GALION — After enjoying early success, the past year has been a struggle for Fox Winery, due in large part to restrictions imposed after the COVID-19 pandemic emerged in Ohio, according to its owner.
Ron Fox opened the winery, located at 227 Harding Way East in Uptowne Galion, in the early fall of 2017 after jumping through hoops to obtain federal permits and approval for the labels the winery sells.
“We served our first glass of wine on Sept. 23, 2017,” said Fox, who has been making wine for 32 years. “We actually did pretty good in 2017 and 2018. In 2019, it kind of went down hill. For starters, I was injured in a car accident in 2019, so my production dropped off. … We had a really good Christmas season in 2019, but then March of 2020 hit.”
While the business was shut down during the early stages of the pandemic, Fox developed a website — foxwineryllc.com — to promote and sell his products. He said website sales have been hit and miss. Business has still not rebounded to what it was pre-pandemic, Fox said.
“I went from doing $10,000 to $12,000 a month in sales to where I’m lucky if I hit $2,000 or $2,500 a month now,” Fox said. “Most of what I bring in goes to rent and utilities and what I have left over goes to buying the supplies I need to keep wine in stock. Even then, that wasn’t enough.”
Fox was forced to dip into his retirement accounts to keep the business open and afloat, he said.
“I was at my wit’s end,” he said. “When my retirement accounts ran out, I applied for a grant from the state, and even though I paid sales tax on my sales every single month, the State of Ohio disqualified me because they couldn’t verify my employment. I don’t take a salary from the winery. I haven’t taken a nickel out of this company (in salary) since I started. Because I didn’t have a salary, I couldn’t get a PPP loan or a grant.”
When the Galion-Crestline Area and Bucyrus Area chambers of commerce announced that they were accepting applications for the Small Business Relief Grant Program, Fox said he was skeptical about his chances of being selected based on his experience with the federal and state programs.
“I talked to them day one and said, ‘I don’t have a payroll, so what chance do I have?’” Fox said. “(Galion-Crestline Chamber Executive Director Miranda Jones) said, ‘You have a good chance to get it.

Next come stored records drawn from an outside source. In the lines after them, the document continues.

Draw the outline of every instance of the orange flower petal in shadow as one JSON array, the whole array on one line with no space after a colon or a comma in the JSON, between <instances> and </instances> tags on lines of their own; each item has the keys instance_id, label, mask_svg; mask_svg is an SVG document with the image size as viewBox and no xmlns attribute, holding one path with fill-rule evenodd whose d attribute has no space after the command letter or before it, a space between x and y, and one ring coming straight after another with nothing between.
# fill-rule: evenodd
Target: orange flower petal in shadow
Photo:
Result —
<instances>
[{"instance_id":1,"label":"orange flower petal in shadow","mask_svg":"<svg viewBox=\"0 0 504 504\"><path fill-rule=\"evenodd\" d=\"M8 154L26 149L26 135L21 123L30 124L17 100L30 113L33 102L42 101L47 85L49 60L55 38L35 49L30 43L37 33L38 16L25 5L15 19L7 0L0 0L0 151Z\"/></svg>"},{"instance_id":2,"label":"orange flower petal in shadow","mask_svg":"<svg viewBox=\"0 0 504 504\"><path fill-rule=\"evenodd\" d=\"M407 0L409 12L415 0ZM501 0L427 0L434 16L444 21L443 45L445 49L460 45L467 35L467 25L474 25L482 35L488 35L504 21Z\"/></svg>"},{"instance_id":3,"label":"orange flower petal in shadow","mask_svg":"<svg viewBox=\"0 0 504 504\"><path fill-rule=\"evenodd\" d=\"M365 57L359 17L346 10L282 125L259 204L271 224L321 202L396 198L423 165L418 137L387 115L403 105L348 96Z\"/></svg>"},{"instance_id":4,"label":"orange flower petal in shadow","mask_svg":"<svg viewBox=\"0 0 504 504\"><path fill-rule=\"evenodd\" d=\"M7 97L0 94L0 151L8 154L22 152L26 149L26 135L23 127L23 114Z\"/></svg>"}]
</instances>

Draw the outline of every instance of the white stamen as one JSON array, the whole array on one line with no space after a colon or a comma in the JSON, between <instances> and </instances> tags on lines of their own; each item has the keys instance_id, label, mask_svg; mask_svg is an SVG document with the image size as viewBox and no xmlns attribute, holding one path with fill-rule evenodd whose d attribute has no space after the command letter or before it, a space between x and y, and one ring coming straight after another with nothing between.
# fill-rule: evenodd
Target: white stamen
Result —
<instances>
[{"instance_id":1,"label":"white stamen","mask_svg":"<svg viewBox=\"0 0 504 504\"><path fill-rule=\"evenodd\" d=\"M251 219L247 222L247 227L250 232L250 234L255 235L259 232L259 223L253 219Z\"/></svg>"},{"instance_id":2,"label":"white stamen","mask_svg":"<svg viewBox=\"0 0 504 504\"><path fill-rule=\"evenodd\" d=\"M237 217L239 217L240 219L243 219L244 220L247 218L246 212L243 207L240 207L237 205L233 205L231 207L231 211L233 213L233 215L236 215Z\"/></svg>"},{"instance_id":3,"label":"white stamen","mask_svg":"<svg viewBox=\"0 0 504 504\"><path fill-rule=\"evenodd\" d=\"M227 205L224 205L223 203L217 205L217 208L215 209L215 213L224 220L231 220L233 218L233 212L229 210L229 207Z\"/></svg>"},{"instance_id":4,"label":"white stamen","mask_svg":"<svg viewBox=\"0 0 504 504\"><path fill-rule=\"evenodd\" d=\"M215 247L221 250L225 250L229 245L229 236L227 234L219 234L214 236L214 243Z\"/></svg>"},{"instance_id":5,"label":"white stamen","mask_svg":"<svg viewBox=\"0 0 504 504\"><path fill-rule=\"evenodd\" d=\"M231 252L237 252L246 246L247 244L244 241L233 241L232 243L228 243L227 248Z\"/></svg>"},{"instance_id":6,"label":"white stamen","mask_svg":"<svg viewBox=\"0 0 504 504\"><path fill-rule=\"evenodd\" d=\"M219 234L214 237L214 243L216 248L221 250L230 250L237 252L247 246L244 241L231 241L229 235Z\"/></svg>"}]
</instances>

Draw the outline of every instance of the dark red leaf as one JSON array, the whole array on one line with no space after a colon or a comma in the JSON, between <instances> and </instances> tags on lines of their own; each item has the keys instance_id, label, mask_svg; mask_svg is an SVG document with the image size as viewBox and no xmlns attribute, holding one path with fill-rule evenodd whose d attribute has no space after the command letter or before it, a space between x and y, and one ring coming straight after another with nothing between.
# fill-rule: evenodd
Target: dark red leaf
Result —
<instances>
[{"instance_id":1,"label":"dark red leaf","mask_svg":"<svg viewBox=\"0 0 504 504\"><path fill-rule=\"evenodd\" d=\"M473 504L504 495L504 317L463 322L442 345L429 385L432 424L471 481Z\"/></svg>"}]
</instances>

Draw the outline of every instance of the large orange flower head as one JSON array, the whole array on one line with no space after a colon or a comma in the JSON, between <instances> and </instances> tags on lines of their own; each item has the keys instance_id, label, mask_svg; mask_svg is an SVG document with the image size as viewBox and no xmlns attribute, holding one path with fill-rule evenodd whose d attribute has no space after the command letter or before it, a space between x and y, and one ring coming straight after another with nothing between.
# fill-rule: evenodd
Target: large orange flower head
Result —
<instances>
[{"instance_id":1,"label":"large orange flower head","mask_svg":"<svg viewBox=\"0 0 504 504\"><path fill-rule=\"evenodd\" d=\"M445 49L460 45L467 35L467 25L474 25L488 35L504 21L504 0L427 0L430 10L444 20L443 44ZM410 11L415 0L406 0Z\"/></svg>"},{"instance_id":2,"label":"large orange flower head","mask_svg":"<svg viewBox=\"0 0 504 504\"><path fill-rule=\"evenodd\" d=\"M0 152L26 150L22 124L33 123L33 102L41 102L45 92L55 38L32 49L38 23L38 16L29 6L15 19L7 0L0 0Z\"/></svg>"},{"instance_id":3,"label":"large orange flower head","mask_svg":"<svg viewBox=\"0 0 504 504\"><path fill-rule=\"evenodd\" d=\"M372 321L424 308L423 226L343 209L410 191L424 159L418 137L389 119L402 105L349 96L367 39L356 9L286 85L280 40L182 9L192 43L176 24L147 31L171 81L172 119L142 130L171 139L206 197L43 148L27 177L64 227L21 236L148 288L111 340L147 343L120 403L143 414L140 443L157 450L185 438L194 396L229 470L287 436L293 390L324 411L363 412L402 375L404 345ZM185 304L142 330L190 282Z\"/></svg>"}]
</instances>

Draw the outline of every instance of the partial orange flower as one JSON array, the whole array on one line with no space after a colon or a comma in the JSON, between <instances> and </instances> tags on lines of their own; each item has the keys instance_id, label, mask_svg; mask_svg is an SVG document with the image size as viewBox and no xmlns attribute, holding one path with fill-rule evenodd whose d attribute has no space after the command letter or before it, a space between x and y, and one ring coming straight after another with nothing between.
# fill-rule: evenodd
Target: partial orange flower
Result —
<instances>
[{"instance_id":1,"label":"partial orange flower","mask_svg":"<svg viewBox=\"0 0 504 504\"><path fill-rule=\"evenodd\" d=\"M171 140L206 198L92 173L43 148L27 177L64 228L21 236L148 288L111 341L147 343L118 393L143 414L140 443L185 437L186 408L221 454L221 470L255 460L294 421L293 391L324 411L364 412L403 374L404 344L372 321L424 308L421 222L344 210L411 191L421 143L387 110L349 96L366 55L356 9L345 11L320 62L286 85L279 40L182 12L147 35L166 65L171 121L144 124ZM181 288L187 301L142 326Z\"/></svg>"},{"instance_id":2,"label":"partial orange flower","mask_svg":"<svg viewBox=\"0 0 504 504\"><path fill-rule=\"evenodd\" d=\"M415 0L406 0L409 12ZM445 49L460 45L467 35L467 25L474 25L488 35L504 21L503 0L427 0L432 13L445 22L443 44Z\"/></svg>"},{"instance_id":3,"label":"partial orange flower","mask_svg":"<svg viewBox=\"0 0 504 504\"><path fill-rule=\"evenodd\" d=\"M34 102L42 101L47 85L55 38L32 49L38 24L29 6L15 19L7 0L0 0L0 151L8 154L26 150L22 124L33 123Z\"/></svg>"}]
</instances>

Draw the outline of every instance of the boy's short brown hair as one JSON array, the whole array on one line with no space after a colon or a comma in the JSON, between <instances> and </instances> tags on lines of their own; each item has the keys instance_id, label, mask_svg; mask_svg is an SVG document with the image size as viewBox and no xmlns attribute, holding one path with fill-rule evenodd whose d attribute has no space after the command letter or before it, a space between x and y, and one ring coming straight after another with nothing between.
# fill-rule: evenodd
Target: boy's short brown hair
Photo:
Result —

We want to keep you in Galion.’ So I ended up getting a grant from our chamber of commerce. That’s the only reason I’m still here today. … (The grant) I got is going to keep (the winery) alive for probably six months”
Fox Winery was among the 177 local small businesses that received a grant from the Galion-Crestline Area and Bucyrus Area chambers of commerce. Fox received $7,500 in grant funding from the chamber program, he said. The two chambers distributed a total of $800,000 in grant funding made available by the Crawford County Commissioners through the federal Coronavirus Aid, Relief, and Economic Security (CARES) Act.
Jones said she hopes more funding for local businesses will be available in the near future, but they’ll have to wait and see what transpires.
“The need is great here in Crawford County to help our businesses, so if there is any other funding, we will gladly do another round of grants, if possible,” Jones said.
Fox said the winery has gained a “fairly decent” fan following from the Columbus area and he’s been considering opening a second location there in an effort to grow the business.
“We’ve had customers from all over the state,” Fox said. “We get a decent number from Mansfield now and that took a while. We’re getting more from Mansfield than we do from Galion now, actually. We’re getting more people come up from Columbus. My wines are good. People who come here like them. … There’s a diabetic lady who comes up from Columbus once a month and buys six bottles of wine. She says my wines are the only ones that don’t cause her blood sugar to spike.”